Я сняла со станка полотенце и вытерла лицо. Сил у меня не осталось. Почувствовав на себе взгляд Эмерика, я повернула к нему голову. Он беззвучно произнес “люблю тебя”, и я задохнулась. Надежда… Потом он знаком показал, что ему пора, приложил два пальца к губам и послал мне поцелуй, а я едва слышно выдохнула “До четверга”, после чего он ушел.
Глава четвертая
Я пришла в ресторан с Сандро – Эмерик из-за неотложных дел в последнюю минуту задерживался, как всегда, и должен был присоединиться к нам позже.
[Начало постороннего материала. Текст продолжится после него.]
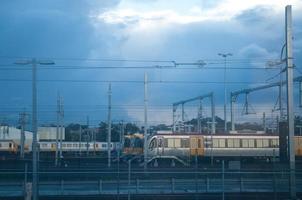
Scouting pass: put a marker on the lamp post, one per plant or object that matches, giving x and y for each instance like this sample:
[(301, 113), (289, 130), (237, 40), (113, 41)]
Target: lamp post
[(225, 55), (34, 62)]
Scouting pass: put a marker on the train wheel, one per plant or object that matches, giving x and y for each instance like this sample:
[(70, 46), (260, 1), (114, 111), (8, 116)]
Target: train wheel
[(172, 163)]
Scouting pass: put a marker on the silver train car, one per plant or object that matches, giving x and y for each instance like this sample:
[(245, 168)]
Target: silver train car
[(184, 146), (77, 146)]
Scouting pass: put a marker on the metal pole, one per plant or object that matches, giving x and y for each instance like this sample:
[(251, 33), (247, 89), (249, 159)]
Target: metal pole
[(300, 94), (290, 100), (213, 114), (174, 125), (80, 145), (34, 129), (264, 122), (57, 130), (118, 173), (232, 112), (129, 177), (146, 120), (61, 127), (22, 142), (109, 125), (225, 98), (222, 179)]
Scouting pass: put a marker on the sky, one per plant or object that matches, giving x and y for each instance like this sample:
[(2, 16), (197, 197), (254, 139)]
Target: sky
[(83, 37)]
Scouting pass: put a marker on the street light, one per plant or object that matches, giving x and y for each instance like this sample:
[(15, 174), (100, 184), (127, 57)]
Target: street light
[(225, 55), (34, 62)]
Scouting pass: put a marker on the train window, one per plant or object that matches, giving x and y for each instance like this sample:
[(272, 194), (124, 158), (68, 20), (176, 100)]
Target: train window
[(222, 143), (165, 142), (230, 143), (177, 143), (184, 143), (215, 143), (259, 143), (126, 143), (251, 143), (160, 143), (274, 143), (245, 143), (265, 143), (153, 143), (170, 143), (237, 143)]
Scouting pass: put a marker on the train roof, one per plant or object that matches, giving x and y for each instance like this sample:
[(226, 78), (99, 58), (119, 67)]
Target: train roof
[(208, 134)]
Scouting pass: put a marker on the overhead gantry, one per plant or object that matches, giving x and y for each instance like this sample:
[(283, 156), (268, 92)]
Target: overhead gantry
[(182, 103), (279, 84)]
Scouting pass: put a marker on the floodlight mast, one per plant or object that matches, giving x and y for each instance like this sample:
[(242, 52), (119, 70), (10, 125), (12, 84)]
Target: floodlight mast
[(225, 55), (34, 62)]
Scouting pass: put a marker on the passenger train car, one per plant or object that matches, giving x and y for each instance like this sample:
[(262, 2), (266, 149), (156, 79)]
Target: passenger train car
[(8, 146), (217, 146), (77, 146), (133, 144)]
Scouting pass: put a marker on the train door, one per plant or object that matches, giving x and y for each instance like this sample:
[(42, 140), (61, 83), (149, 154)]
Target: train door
[(160, 146), (196, 146)]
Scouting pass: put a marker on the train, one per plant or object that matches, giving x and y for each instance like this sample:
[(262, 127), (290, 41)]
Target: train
[(181, 146), (184, 146), (11, 147)]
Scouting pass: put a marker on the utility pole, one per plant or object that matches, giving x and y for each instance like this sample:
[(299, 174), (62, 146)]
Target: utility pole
[(80, 145), (290, 99), (109, 125), (22, 121), (225, 55), (61, 126), (34, 62), (58, 128), (264, 122), (87, 136), (146, 120), (199, 117)]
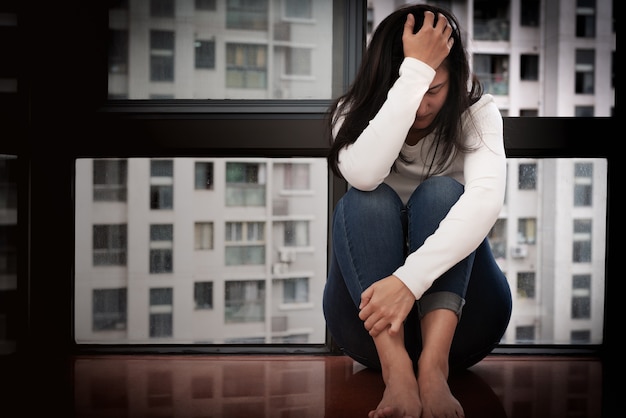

Бертий сидела за кассой, а в свободные минуты помогала в зале. Она была в своей стихии в баре, ровно так же, как и в танцевальной школе. Стефан открыл ресторан три года назад. Он мечтал о собственном бизнесе и, чтобы осуществить мечту, ждал, пока наша школа полностью войдет в ритм. Все имевшиеся у них деньги ушли на вступительный взнос за аренду и в особенности на ремонт. Когда они впервые увидели это помещение, оно было настоящей конурой. Сколько слез Бертий пролила на плече у меня или у Сандро в отчаянии от мужниной затеи! Но, приложив уйму труда и стараний, Стефан сделал это место великолепным, теплым и гостеприимным, похожим на него самого. У него получилось самое настоящее бистро, с полом, покрытым цементной плиткой, с отделкой деревом и металлом, с красным цветом в интерьере, с открытой кухней, работу в которой можно было наблюдать из зала. Стены кухни были облицованы белой кафельной плиткой, а в центре красовалась колода для разделки мяса. Меня всегда приводил в восторг стук медных кастрюль – он слышался, стоило войти в зал. Бистро Стефана выражало самую сущность хозяина – бесшабашного парижанина, обожающего незатейливую деревенскую кухню и высококачественные продукты.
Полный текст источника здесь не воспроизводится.